Besonders die Wojewodschaft Warmia und Mazury, Arek Lubas ärmliche Heimatregion im Nordosten Polens, spürt eine stetig wachsende Kluft zum Lebensstandard in den Städten weiter westlich oder der Boomtown Warschau. Arbeitslosenquoten von weit über 40 Prozent sind die Regel in Masurens Dörfern, mehr als vier Fünftel der Betroffenen müssen ohne Leistungen des Arbeitsamtes überleben. Um eine offene Stelle schlagen sich 500 Bewerber. Ob der EU-Beitritt ab 2004 daran etwas ändert, bezweifelt Arek und ist damit nicht so zweckoptimistisch wie Präsident Aleksander Kwasniewski, der Mitte Mai auf seiner Referendumstour auch Masurens Hauptstadt Olsztyn besuchte und den Tourismus als ökonomischen Heilsbringer der Region pries. Immerhin, jüngste Umfragen weisen gerade für diesen Teil Polens mit 78 Prozent eine hohe Zustimmungsrate aus.
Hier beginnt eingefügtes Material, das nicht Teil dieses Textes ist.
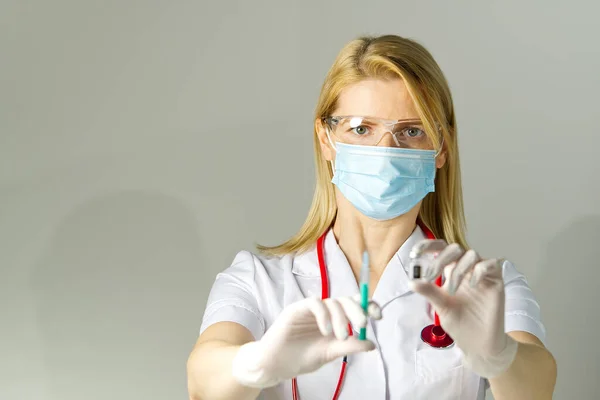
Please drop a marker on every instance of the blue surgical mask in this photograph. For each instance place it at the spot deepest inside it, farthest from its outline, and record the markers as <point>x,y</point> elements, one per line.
<point>383,182</point>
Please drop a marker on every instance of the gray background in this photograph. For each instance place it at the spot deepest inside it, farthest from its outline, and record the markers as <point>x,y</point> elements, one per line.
<point>143,143</point>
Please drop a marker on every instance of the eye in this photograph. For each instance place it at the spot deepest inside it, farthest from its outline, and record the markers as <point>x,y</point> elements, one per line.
<point>413,132</point>
<point>360,130</point>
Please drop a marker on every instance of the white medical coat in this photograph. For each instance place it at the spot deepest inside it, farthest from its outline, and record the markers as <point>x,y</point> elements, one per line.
<point>254,289</point>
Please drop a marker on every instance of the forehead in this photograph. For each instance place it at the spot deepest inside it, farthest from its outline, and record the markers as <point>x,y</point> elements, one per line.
<point>387,99</point>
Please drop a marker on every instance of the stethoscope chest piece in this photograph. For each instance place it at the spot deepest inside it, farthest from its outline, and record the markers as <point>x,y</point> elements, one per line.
<point>435,336</point>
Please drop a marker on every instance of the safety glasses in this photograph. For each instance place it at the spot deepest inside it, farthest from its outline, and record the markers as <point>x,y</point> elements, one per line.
<point>368,131</point>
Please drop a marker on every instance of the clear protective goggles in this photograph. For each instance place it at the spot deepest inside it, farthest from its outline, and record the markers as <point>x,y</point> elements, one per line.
<point>368,131</point>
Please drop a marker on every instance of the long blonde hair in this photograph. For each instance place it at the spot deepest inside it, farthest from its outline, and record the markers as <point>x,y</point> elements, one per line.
<point>385,57</point>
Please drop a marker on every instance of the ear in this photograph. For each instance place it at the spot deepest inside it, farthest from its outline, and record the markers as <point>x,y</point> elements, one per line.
<point>326,149</point>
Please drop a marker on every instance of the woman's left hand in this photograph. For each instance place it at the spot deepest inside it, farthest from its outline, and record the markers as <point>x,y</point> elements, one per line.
<point>470,305</point>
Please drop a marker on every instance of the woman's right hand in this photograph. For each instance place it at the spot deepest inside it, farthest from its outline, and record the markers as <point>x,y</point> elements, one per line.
<point>307,335</point>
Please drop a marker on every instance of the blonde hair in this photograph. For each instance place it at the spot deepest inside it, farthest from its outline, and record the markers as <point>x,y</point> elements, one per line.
<point>386,57</point>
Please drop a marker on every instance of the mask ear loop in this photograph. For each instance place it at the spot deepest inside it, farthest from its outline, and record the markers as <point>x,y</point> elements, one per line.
<point>441,144</point>
<point>334,148</point>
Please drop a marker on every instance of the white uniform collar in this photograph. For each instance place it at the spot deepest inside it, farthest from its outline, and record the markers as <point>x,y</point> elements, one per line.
<point>393,282</point>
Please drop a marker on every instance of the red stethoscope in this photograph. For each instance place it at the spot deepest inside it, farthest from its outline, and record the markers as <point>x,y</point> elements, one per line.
<point>434,335</point>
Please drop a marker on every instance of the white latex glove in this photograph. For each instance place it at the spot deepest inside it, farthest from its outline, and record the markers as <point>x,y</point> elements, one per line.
<point>470,305</point>
<point>304,337</point>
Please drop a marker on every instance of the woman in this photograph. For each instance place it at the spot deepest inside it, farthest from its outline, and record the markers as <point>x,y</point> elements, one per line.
<point>388,181</point>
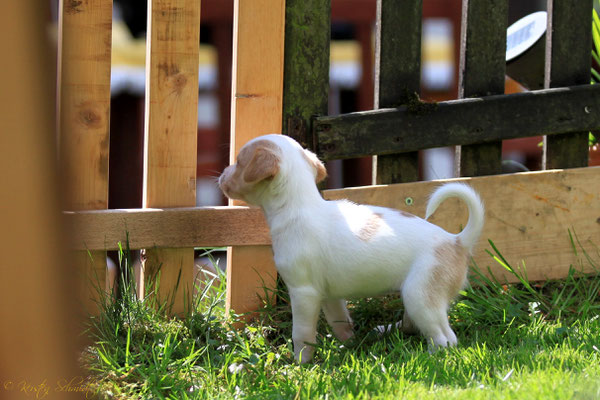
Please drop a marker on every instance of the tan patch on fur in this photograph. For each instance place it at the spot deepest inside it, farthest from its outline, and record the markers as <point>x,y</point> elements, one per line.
<point>449,274</point>
<point>312,160</point>
<point>263,161</point>
<point>370,228</point>
<point>406,215</point>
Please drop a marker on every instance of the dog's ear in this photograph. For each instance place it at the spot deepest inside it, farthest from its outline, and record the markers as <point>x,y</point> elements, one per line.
<point>264,164</point>
<point>314,161</point>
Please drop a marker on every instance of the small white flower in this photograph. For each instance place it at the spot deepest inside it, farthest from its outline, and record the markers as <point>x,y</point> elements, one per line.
<point>235,368</point>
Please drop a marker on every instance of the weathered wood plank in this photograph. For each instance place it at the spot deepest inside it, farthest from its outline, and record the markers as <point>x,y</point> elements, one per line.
<point>528,220</point>
<point>171,133</point>
<point>568,62</point>
<point>172,227</point>
<point>259,28</point>
<point>84,121</point>
<point>306,66</point>
<point>397,76</point>
<point>482,68</point>
<point>456,122</point>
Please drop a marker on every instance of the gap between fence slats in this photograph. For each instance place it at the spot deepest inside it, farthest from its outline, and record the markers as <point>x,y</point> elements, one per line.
<point>568,62</point>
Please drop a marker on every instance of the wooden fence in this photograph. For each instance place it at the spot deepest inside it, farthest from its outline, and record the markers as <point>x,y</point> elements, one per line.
<point>280,84</point>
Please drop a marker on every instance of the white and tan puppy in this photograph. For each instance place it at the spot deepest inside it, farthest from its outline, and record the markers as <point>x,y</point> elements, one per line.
<point>328,251</point>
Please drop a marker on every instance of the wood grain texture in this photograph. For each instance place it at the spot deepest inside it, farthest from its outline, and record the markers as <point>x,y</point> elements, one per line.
<point>482,68</point>
<point>568,62</point>
<point>306,66</point>
<point>40,311</point>
<point>397,76</point>
<point>84,119</point>
<point>171,128</point>
<point>258,40</point>
<point>173,227</point>
<point>466,121</point>
<point>528,216</point>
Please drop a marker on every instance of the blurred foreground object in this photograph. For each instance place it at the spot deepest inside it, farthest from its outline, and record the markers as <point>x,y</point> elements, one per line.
<point>38,339</point>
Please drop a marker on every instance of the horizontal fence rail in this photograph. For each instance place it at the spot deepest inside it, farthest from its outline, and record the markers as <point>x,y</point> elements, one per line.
<point>458,122</point>
<point>529,219</point>
<point>165,228</point>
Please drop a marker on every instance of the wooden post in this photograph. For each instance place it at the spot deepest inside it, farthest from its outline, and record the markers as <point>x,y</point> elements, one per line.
<point>397,77</point>
<point>39,314</point>
<point>84,93</point>
<point>307,31</point>
<point>482,69</point>
<point>568,62</point>
<point>171,127</point>
<point>257,88</point>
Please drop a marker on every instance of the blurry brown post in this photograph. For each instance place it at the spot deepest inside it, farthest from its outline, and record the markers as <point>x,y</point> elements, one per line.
<point>38,336</point>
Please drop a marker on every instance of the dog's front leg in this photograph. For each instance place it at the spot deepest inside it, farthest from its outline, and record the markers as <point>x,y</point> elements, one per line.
<point>338,318</point>
<point>306,304</point>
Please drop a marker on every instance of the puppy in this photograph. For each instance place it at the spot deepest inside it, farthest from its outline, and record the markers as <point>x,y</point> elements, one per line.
<point>328,251</point>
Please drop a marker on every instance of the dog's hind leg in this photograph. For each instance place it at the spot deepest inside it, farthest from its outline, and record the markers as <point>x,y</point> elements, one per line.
<point>337,316</point>
<point>306,304</point>
<point>427,307</point>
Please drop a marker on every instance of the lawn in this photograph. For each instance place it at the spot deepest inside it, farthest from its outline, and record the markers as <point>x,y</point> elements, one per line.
<point>525,341</point>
Selbst in den ländlichen Gebieten werden landesweit mittlerweile etwa 50 Prozent Ja-Stimmen erwartet.
Fährt man durch Polen in diesen Tagen, nimmt man kaum wahr, dass ein für das Land so gewichtiges Votum ansteht. Kaum Plakatwände und keine Infostände zwischen Szczecin und Suwalki - McDonalds ist sehr viel präsenter als das Referendum. Die selbst von ihren Betreibern als blass geschmähte Regierungskampagne unter dem Motto "Ja, ich stimme ab" wirkt eher peinlich. Wirkungsvoller erscheint die Fernsehkampagne in den öffentlich-rechtlichen Anstalten, die 79 Nichtregierungsorganisationen je eine halbe Stunde kostenlose Sendezeit für ihre Spots einräumen. Am meisten überzeugt noch der im Vormonat begonnene EU-Werbefeldzug des populären Präsidenten, wenn auch das Motto "Ja für Polen!" zumindest missverständlich klingt.
Auf die Frage, welchen Ausgang des Referendums er erwarte, meint Arek Luba: "Ich weiß es nicht, auch wenn die Demoskopen der Institute CBOS und OBOP eine Wahlbeteiligung von 65 Prozent vorher sagen, glaube ich, dass es knapp wird. Auf jeden Fall knapper als in der Slowakei." Nasz Dziennik, viertgrößte Tageszeitung des Landes und Sprachrohr der rechten Katholiken, titelt in der Woche vor dem Votum unverdrossen: "Das Ende des Traumes von der Souveränität Polens".